Before you crucify me I only ask if some one kept provoking you how much would you take before you lost it.

It's the f-ing internet. Who gives a crap what someone else thinks. Turn of your computer and walk away.

Let's see more woodworking related forum topics and not this "off topic" crap. Pathetic….
I missed it all. I am happy about that.


----------



## Roger Clark aka Rex (Dec 30, 2008)

Chuck, if you want to see less off topic crap as you put it, then jimmy up the 58,000 other LJs to post something else.


----------



## oldnovice (Mar 7, 2009)

*For what!*


----------



## b2rtch (Jan 20, 2010)

Well done Lance, I never read or was a part of what you are talking about but recognizing your mistakes and apologizing for them show that you really are "the dude". 
(I personally much prefer Lance).

I remember "horizontal mike" doing something similar a while ago. 
It is very good and very encouraging to see such turns of behaviors. 
Sometime I gave up on my fellow living being just a bit too fast.
It is very good to be a lumberjock with you guys.


----------



## S4S (Jan 22, 2011)

~ Gem

" I do declare , Suh ! First we are subjugated to your laborious political hosh cosh and failed ideanomes . Then came that Hand Plane promissory flim-flamery and fall-de rall ,with Arlin! So assaultive to the delicate sensibilities of women folk and the innocent children who had to bear the callous profanity of your tirades , Alas , Suh , alack a day and heaven help you . And now you come before the entire Woodworking World , and before all 188,000 members of Lumberjks, to beg forgiveness for your provocative shenanigans . You kneel before us , bowing to kiss the hems and leggings of the offended . Bowed , prostrate , and sorely humbled by your transgressions . You must now join the other supplicants and Flagellants on the purditionary road ,Suh . Metaphorically whipping your own back until your blood flows to the ground as you wander in a dark place of woeful moans of regret , until you are scorged and cleansed of your lackadaisical bombastigons of impure ruminations and vocamotations , Suh . Only then can your hope to rejoin humankind and be welcomed back to the flock , and reclaim your former state of infamy . Nay , dare I say this could be a new day . I trust so , Suh! . " : ) ~ Gem


----------



## SCOTSMAN (Aug 1, 2008)

Nah MOMENT you've taken it a bit far LOL Alistair


----------



## a1Jim (Aug 9, 2008)

Just because someone starts something doesn't mean you you have to retaliate )


----------



## oldnovice (Mar 7, 2009)

*Well said Jim* Just because someone starts something doesn't mean you you have to retaliate!


----------



## CL810 (Mar 21, 2010)

Good one Jim!!


----------



## RiverWood (Nov 4, 2010)

lol


----------



## davidmicraig (Nov 21, 2009)

I cannot help but read the moment post with Mel Blanc in my head. I think I fell asleep during Looney Tunes again…

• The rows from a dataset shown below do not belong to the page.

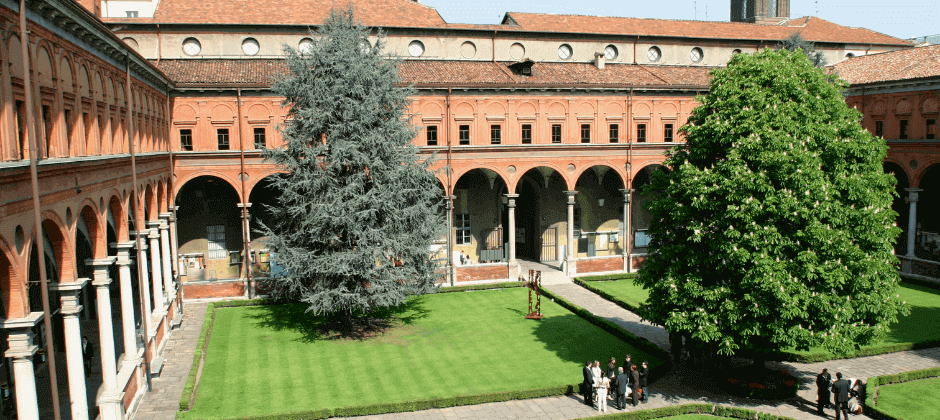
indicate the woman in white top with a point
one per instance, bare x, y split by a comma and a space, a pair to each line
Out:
602, 386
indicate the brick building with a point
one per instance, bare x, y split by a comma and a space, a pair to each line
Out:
149, 116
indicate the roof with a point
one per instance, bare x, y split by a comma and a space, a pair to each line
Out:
372, 13
811, 28
263, 72
912, 63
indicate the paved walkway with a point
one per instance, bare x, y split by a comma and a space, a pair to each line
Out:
677, 387
163, 400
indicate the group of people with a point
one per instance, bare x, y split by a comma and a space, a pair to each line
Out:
845, 392
615, 383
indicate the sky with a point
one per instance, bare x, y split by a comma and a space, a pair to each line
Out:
907, 19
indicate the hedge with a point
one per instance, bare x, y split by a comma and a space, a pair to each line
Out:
780, 355
715, 410
874, 382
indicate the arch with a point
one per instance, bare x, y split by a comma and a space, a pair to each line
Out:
526, 109
619, 170
65, 75
44, 68
182, 181
84, 89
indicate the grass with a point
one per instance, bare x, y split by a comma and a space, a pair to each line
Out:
911, 400
266, 360
918, 327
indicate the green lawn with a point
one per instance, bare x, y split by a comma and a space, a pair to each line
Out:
920, 325
913, 400
267, 359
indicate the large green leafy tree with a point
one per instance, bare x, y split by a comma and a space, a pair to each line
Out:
774, 229
359, 207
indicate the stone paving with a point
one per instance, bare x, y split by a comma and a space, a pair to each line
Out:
163, 400
680, 386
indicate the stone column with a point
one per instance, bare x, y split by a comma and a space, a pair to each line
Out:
127, 301
627, 235
912, 196
73, 344
511, 206
165, 256
159, 299
110, 398
572, 244
21, 350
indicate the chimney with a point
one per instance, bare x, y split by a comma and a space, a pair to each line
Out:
599, 60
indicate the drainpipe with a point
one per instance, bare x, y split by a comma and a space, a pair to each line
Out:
141, 268
450, 193
242, 176
34, 178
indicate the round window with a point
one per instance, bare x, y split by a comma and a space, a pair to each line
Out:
416, 48
610, 53
305, 45
250, 46
191, 46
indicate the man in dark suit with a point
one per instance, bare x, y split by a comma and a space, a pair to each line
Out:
823, 383
841, 389
621, 383
88, 353
635, 383
587, 387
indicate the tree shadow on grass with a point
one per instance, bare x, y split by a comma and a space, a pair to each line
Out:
295, 317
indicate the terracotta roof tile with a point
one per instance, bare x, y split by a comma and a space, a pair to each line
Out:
812, 28
913, 63
374, 13
263, 72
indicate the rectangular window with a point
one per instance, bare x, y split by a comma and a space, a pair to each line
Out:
585, 133
462, 226
526, 133
216, 236
186, 140
432, 135
260, 142
496, 134
222, 135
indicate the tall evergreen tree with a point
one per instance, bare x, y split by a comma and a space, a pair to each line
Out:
359, 207
774, 230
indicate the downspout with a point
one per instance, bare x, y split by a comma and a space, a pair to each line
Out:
242, 176
450, 193
141, 268
34, 178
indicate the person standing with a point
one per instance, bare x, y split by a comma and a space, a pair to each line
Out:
622, 382
88, 354
841, 390
603, 384
644, 376
823, 383
635, 381
587, 387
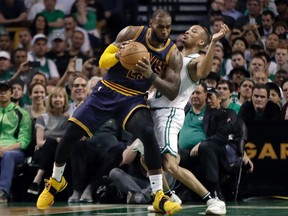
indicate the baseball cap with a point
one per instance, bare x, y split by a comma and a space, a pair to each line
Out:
281, 2
38, 37
257, 45
4, 54
5, 85
58, 35
211, 90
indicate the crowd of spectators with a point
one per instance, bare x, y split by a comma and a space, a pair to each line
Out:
249, 76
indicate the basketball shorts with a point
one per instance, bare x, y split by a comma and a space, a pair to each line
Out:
167, 124
104, 104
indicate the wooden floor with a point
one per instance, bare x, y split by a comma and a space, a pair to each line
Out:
254, 207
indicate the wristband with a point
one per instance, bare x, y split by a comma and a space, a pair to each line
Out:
152, 77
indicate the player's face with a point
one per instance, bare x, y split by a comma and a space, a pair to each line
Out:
259, 99
193, 35
161, 28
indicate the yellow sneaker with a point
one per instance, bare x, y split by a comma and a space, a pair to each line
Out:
46, 198
163, 204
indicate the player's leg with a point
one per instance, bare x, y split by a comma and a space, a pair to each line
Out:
140, 124
57, 182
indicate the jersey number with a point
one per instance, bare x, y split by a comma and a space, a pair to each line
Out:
134, 75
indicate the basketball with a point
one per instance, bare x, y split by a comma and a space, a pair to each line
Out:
133, 52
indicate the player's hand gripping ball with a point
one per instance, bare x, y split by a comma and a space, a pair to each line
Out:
132, 53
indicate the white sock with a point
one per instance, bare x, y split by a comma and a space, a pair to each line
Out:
58, 172
156, 182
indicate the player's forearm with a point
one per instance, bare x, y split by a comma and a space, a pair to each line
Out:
204, 66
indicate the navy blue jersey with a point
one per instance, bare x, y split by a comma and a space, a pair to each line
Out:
121, 91
118, 77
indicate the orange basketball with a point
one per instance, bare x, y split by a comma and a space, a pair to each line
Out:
133, 52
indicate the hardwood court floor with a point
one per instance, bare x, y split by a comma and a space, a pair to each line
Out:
256, 207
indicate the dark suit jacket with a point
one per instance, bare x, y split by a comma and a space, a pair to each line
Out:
271, 112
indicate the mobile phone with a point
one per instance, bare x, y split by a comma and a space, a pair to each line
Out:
78, 64
34, 64
252, 21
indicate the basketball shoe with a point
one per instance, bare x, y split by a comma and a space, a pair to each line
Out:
173, 198
215, 207
46, 198
163, 204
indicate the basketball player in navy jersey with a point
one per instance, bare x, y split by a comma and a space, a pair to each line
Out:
121, 95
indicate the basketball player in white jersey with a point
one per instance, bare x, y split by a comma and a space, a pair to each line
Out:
169, 115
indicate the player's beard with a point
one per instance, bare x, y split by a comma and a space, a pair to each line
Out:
156, 38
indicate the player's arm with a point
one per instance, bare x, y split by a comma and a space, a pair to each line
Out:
200, 67
110, 55
169, 86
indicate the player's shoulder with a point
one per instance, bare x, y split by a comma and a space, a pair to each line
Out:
128, 33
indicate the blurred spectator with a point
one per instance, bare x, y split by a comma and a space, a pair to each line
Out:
280, 28
25, 38
18, 96
70, 26
6, 43
212, 79
284, 109
237, 60
280, 76
225, 89
282, 10
268, 20
245, 90
5, 66
260, 108
255, 47
47, 66
260, 77
38, 7
237, 74
251, 35
50, 127
54, 16
207, 148
216, 65
271, 45
114, 16
258, 63
109, 142
230, 9
13, 13
281, 58
85, 18
39, 25
58, 52
15, 136
275, 94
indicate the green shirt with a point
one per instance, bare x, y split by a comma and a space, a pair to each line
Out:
52, 16
9, 121
91, 21
192, 131
235, 107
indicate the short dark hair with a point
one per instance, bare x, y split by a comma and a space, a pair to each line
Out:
261, 86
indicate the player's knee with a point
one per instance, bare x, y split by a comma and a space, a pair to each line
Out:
170, 166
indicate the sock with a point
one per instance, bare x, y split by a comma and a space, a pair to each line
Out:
58, 172
169, 192
156, 182
207, 197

As you can see Lance. We are all capable of putting our feet in our mouth, and shooting ourselves in the foot immediately after…


----------



## S4S (Jan 22, 2011)

That was a a refreshingly funny picture Jim ! Too bad they deleted it , Do you think they overreacted ? Deleting comedy among friends seems counter productive to me , just trite . I guess they have their own standards of Everything now ,even humor . Deleting A1Jim ? What a travesty ! You Media hypes are slugs .

!



!


----------



## a1Jim (Aug 9, 2008)

Glad you got the humor,just for fun, moment


----------



## CL810 (Mar 21, 2010)

+1 Jim, with some people it would have started a war. Good on you Moment!


----------



## thedude50 (Aug 13, 2011)

for the record no one ships a plane that is only half paid for no one. So that is nothing to me Arlin asked for the plane and after all his crying he finally paid for it and it was shipped as it was pictured. Then he cried about a small chip in the tote I offered to make him a replacement but he would not send the original to copy. Then he cried the 2 inches of blade was too short so i told him i would ship him a replacement if he paid the freight and rent the short blade back first. Again he refused so he got what he finally paid for. Again no one ships things that are only half paid for or they are stupid.


----------



## madts (Dec 30, 2011)

Deleted


----------



## bandit571 (Jan 20, 2011)

Tis the season for reruns? Been through this once before, let it die. Put it in a scrap book somewhere, and move on to other, better things, like, maybe, a box to be built?


----------



## S4S (Jan 22, 2011)

*@ thedude50* , Well ,when you were absent for a few days and a certain member was besmirching
your character in your absence , you finally showed up and came out swinging ! I gave the bout to you by
a TKO ! I admired your tenacity . You are a little ' high strung ' , but who isn't sometimes ?


----------



## S4S (Jan 22, 2011)

Back at the height of the NSTF political diatribes , *A1Jim* presented a series of icon images ,which I considered
a work of graphic art . I don't think A1Jim was pleased with the way the site was headed , and I shared some of his distress . His picture of himself disguised was my favorite . How often do we wish to hide ,disguise or remove
ourselves, even symbolically , from a bad situation ? I really felt akin to A1Jim at that point . He left the site
shortly after that ,and about a month later I posted my first forum topic "*Be Somebody* " . I am glad he returned . Thankyou for restoring our "art work" ...............made my day . ( I retract my last sentence @ # 22 )


----------